The collective has promoted the effort through tribal media and social media. It also has set up a hotline for people who can’t make it to one of the events.
The legal collective’s effort is not being done in conjunction with the courts, and those who attend one of the events will not be offered a special deal. Morton County prosecutors Allen Koppy and Brian Grosinger did not immediately respond Monday to a request for comment.
Thousands of people gathered in encampments in southern North Dakota in 2016 and early 2017 to protest the $3.8 billion pipeline built by Texas-based Energy Transfer Partners to move North Dakota oil through South Dakota and Iowa to a shipping point in Illinois. ETP says the pipeline is safe, but opponents worry about environmental harm. Many of them clashed with police, resulting in 761 arrests in a six-month span.

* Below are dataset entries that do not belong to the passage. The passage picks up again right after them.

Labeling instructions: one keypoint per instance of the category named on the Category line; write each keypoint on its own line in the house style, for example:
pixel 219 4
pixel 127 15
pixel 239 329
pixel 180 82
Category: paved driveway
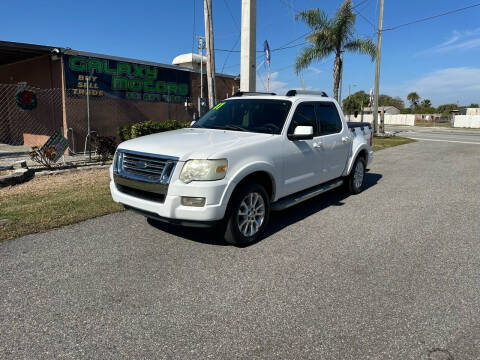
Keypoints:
pixel 392 273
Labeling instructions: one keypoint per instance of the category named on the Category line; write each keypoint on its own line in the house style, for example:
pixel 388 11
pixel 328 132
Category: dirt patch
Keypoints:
pixel 6 172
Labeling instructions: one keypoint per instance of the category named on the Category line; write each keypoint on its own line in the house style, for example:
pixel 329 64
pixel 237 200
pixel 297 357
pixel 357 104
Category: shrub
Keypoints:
pixel 105 146
pixel 43 156
pixel 125 132
pixel 148 127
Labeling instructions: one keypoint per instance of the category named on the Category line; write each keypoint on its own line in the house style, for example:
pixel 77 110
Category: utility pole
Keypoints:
pixel 341 82
pixel 248 46
pixel 349 93
pixel 201 46
pixel 377 73
pixel 207 10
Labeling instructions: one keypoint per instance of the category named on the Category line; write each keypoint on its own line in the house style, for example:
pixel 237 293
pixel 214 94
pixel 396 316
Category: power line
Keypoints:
pixel 193 31
pixel 228 55
pixel 231 14
pixel 364 18
pixel 431 17
pixel 360 3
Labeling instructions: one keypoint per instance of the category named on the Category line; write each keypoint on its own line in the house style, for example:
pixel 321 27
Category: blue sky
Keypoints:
pixel 439 59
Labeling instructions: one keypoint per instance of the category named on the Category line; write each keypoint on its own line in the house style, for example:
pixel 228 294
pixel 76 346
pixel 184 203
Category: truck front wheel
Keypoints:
pixel 355 179
pixel 248 215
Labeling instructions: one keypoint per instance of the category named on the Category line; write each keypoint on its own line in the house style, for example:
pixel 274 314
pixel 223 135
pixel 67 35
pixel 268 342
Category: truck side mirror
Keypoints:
pixel 302 133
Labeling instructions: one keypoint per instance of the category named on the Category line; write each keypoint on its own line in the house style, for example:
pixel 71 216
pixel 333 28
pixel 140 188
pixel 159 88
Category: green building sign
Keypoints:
pixel 125 80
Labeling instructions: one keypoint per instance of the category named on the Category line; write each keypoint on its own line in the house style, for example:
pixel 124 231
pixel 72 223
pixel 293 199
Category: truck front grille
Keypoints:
pixel 146 167
pixel 143 175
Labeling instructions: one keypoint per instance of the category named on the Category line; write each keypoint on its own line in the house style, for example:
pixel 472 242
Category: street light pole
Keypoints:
pixel 248 46
pixel 207 4
pixel 201 46
pixel 377 72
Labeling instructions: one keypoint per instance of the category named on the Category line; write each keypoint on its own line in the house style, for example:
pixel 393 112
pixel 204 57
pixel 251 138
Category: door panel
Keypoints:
pixel 302 161
pixel 335 142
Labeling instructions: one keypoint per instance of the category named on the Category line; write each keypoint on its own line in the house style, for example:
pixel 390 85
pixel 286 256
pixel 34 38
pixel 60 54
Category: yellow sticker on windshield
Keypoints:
pixel 219 105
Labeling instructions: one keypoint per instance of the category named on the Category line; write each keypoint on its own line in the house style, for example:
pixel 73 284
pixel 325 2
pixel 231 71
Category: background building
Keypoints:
pixel 43 89
pixel 389 110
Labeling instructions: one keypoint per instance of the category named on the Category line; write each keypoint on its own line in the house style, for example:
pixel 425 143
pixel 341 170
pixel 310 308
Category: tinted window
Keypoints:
pixel 304 116
pixel 328 118
pixel 254 115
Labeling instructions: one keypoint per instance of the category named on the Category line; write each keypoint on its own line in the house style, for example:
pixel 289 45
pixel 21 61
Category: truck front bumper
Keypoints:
pixel 171 208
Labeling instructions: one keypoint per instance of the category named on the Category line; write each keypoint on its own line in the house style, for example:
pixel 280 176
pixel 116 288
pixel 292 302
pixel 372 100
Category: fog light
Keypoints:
pixel 190 201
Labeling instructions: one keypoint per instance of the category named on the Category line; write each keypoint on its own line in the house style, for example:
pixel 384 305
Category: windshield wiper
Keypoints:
pixel 230 127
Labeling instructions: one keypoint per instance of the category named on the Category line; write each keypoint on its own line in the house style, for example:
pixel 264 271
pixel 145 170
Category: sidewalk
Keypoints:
pixel 10 154
pixel 430 128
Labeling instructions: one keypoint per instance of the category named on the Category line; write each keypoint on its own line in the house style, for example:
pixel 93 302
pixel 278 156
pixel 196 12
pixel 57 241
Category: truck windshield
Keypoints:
pixel 253 115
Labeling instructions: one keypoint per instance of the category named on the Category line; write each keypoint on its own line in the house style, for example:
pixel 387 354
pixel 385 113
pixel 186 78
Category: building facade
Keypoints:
pixel 46 89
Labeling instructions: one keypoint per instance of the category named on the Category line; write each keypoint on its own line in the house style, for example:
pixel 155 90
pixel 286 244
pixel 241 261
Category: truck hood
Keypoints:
pixel 191 143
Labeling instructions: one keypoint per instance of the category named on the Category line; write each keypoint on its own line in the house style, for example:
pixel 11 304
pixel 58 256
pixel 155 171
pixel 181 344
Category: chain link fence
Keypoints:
pixel 29 115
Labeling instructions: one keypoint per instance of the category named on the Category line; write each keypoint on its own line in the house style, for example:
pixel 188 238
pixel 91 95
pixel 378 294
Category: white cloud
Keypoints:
pixel 443 86
pixel 460 40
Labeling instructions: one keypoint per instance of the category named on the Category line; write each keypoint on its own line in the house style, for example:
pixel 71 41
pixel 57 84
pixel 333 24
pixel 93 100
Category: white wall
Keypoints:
pixel 471 121
pixel 400 119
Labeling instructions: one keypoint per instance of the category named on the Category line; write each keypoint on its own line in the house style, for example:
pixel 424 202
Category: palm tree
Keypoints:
pixel 426 103
pixel 332 36
pixel 413 98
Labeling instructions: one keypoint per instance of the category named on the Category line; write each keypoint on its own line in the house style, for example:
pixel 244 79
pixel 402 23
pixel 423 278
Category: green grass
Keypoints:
pixel 432 124
pixel 49 202
pixel 383 142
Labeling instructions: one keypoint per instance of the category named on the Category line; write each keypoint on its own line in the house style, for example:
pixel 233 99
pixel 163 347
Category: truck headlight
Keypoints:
pixel 204 170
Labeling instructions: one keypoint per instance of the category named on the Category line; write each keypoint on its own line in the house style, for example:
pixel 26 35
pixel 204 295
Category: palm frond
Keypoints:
pixel 314 18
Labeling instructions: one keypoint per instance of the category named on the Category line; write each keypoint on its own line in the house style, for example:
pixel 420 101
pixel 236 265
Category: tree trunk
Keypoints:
pixel 337 70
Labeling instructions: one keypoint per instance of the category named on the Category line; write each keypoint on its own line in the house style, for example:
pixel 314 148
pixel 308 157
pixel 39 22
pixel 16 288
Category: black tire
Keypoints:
pixel 233 233
pixel 353 187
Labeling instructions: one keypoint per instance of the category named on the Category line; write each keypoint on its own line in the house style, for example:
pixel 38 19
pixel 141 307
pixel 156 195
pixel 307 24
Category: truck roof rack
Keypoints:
pixel 306 92
pixel 251 93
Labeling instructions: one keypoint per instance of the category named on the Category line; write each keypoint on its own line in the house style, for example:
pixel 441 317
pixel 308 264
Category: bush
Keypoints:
pixel 148 127
pixel 125 132
pixel 105 146
pixel 43 156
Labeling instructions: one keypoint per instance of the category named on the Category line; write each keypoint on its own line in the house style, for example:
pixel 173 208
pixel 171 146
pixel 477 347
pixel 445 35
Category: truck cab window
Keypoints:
pixel 304 116
pixel 328 118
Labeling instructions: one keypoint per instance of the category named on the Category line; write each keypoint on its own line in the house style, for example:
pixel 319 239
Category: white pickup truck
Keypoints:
pixel 249 155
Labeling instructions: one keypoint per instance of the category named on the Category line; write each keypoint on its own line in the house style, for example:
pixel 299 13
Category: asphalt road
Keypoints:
pixel 392 273
pixel 439 134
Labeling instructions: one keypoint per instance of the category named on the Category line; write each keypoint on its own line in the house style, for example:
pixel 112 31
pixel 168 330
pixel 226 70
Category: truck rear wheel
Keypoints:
pixel 248 215
pixel 354 181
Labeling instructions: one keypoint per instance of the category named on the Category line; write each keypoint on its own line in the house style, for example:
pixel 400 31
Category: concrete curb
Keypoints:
pixel 57 172
pixel 18 177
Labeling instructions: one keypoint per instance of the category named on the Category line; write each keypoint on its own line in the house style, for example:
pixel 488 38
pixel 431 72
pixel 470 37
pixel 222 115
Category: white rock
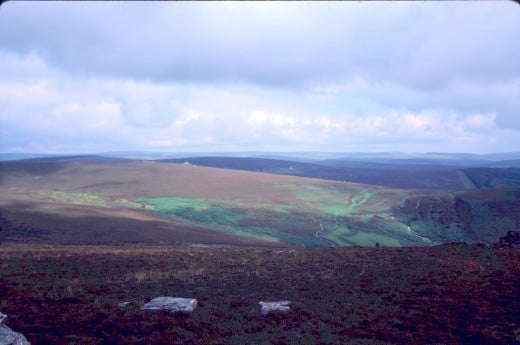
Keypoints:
pixel 173 304
pixel 10 337
pixel 268 307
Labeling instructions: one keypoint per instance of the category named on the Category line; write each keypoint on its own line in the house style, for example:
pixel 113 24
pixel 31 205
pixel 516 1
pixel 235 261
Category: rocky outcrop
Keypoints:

Of the 831 protest-related cases in North Dakota’s South Central Judicial District, where the protests occurred, only 19 remain open, 16 are on appeal and 95 are considered inactive with warrants issued, according to Trial Court Administrator Donna Wunderlich. The legal collective keeps its own tally that differs slightly, with 838 total cases and 104 warrants.
The legal collective aims to help resolve the warrant cases by the end of August, when it plans to scale back its activities due to the dwindling number of unresolved cases, Executive Director Terry Janis said. Another organization that’s been providing financial help for suspects’ bail, travel and housing expenses also is expected to disband at the same time.
Some people might not even be aware they have an outstanding warrant, while others might have little interest in resolving their case, the collective said.
“It is an unfortunate reality that having a warrant can come back to cause them some problems in the future,” Janis said. “We encourage people to get in touch with us.”